Deena laughed even as she rolled her eyes. “Shut up, fool.”

“Only a fool for you, my dear.”

Evelyn supplied, “They do this all the time.”

“Oh.” Amanda tried to pretend she heard white men flirting with black women every day.

“Come on, Dee.” Pete tapped on the window. “You gonna let me buy you that drink?”

“Meet me outside at ten-after-never.” She snatched the drapes closed. “Y’all go on in.” She told Amanda, “When you throw up, aim for the floor drain. It’s easier to hose down that way.”

“Thank you,” Amanda managed.

She followed Evelyn into the autopsy room. The temperature was as cold as expected, but it was the odor that caught Amanda off guard. It was clean, like Clorox and Pine-Sol mixed with apples; nothing like what she expected.

There had been two calls during her uniform days wherein she was sent out to take a missing persons report and found that person not far from the house. One had been a man who’d been locked in his trunk. The other had been a child who’d gotten trapped inside an old refrigerator on the family’s shed porch. Each time, Amanda had taken one whiff and called for backup. She did not know what happened to the cases. She was at the station filling out reports by the time the bodies were removed.

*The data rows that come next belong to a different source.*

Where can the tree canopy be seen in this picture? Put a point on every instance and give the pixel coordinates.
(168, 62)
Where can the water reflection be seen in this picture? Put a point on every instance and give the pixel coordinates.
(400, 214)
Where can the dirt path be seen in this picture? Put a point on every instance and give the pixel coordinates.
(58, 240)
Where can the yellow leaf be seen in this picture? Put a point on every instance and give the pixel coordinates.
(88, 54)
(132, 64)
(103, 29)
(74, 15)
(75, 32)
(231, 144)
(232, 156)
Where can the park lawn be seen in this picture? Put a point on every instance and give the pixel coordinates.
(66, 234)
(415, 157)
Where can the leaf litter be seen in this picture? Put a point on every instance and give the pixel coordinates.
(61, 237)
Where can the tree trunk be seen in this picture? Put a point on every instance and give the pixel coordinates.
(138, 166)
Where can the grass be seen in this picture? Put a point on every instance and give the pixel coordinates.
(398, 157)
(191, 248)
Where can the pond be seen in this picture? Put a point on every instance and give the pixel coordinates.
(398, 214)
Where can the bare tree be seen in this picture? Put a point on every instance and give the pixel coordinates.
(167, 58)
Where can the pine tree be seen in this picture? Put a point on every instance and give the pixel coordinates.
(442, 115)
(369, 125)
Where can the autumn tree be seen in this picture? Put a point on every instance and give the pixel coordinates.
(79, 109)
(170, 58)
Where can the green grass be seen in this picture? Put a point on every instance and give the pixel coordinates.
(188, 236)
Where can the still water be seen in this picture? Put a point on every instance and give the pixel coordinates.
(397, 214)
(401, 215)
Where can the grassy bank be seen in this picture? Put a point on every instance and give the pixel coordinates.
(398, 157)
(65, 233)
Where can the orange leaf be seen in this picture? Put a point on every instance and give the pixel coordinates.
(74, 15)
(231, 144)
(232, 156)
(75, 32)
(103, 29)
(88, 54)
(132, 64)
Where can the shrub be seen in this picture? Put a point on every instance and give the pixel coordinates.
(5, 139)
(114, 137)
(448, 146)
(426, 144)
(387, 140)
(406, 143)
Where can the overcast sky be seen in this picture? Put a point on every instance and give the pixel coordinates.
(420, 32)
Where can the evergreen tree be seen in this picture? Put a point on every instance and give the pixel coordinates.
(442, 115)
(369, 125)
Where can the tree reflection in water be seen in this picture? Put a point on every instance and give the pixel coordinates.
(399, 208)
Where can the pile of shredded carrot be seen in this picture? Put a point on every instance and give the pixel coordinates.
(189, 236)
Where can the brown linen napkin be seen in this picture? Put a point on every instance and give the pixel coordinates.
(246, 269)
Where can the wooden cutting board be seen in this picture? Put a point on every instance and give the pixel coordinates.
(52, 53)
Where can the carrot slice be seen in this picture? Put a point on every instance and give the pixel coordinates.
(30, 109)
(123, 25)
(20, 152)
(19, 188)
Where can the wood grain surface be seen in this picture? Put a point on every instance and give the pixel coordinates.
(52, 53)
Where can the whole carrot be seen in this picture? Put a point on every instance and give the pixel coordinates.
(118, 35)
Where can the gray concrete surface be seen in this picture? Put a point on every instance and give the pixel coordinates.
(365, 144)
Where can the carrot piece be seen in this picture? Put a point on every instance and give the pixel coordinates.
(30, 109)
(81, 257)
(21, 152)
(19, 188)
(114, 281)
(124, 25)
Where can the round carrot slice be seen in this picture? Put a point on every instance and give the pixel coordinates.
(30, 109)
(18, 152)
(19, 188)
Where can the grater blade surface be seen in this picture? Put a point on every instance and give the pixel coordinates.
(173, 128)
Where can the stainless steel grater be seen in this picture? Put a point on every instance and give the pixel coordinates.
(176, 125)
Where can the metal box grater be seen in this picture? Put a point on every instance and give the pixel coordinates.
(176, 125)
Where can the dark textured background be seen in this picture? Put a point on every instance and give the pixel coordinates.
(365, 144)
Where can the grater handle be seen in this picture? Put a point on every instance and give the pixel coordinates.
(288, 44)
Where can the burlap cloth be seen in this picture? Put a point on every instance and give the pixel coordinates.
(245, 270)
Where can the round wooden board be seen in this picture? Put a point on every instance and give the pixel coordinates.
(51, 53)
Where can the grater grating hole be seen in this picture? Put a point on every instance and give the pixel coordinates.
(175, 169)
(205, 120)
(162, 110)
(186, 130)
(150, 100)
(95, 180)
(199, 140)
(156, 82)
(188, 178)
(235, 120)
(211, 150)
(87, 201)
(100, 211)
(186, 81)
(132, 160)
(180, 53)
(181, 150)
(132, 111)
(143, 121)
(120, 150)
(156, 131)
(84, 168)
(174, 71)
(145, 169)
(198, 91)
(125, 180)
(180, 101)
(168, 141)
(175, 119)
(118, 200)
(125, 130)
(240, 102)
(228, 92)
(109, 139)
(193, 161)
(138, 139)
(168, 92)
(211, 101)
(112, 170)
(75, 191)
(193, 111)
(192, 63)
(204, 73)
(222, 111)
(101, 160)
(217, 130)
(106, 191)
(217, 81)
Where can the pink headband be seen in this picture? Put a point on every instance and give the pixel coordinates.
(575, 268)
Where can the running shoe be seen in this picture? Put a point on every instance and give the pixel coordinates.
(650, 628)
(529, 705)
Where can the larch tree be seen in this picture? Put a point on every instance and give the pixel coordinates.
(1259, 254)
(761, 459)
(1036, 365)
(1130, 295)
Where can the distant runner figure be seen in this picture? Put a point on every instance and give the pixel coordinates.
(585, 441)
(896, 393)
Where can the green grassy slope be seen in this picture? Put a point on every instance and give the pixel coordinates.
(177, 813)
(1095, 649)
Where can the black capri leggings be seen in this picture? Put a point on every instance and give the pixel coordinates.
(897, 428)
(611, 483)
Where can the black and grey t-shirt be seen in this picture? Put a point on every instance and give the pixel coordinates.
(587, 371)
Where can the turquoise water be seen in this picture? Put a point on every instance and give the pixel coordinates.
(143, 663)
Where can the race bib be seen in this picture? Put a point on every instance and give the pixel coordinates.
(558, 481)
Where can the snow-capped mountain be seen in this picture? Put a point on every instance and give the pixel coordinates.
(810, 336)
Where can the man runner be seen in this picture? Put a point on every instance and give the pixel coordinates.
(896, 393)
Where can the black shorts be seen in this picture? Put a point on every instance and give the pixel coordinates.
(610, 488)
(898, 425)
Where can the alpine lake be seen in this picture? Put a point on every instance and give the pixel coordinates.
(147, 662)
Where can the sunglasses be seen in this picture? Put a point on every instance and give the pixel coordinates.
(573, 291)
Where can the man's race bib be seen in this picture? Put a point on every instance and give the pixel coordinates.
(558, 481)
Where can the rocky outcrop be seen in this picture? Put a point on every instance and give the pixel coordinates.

“Who is this elegant lady?” Pete Hanson asked, his eyes on Amanda.

“This is—”

“Amanda Wagner,” Amanda told him. “I’m Duke Wagner’s daughter.”

He paused a beat. “So you are,” he finally said. “Duke’s quite a character, isn’t he?”

Amanda shrugged. She was bruised enough about her father for one day.

“Pete.” Evelyn put on her cheery voice again, but her fingers snaked into her hair, giving a telltale sign of her discomfort. “Thanks so much for letting us watch. We were in Lucy’s apartment last Monday. We never met her, but it was quite a shock to learn about the suicide.”

“Lucy?” Pete’s brow furrowed. “Where did you get that?”

“It was in Butch’s report,” Amanda supplied. “He ID’d her off her license.”

Pete walked over to a large, cluttered desk underneath the window. There were piles of papers stacked in a hodgepodge, but he somehow found the right one.

Smoke drifted from his cigarette as he read the preliminary report. The paper was thin. Amanda recognized Butch Bonnie’s scrawl reversed on the back where he’d turned the carbon paper the wrong way.

“Bonnie. Not the sharpest tack in the box, but at least it wasn’t that jackass Landry.” Pete put the report back on his desk. “In a case like this, the license ID is a last resort. I generally prefer dental records, fingerprints, or a family member coming in before I feel comfortable signing off on the identity.” He explained, “Learned my lesson in Nam. You don’t send someone home in a body bag unless you know the right family’s waiting on the other end.”

Amanda found relief in his words. For all his eccentricities, the man was at least good at his job.

“So.” Pete flicked ash off his cigarette. “What’s Kenny been up to? I haven’t seen him around.”

“This and that,” Evelyn said. She was watching Pete’s every move—the way he wiped his nose with a tissue from his pocket, the bobbing of his cigarette as he talked. Meanwhile, she pulled so hard at her hair that Amanda was certain she was going to yank some out. “He’s working with Bill on a shed at the house today.” She chewed her lip for a few seconds. “We’re having a barbecue later. You should come.”

Pete smiled at Amanda. “Will you be there?”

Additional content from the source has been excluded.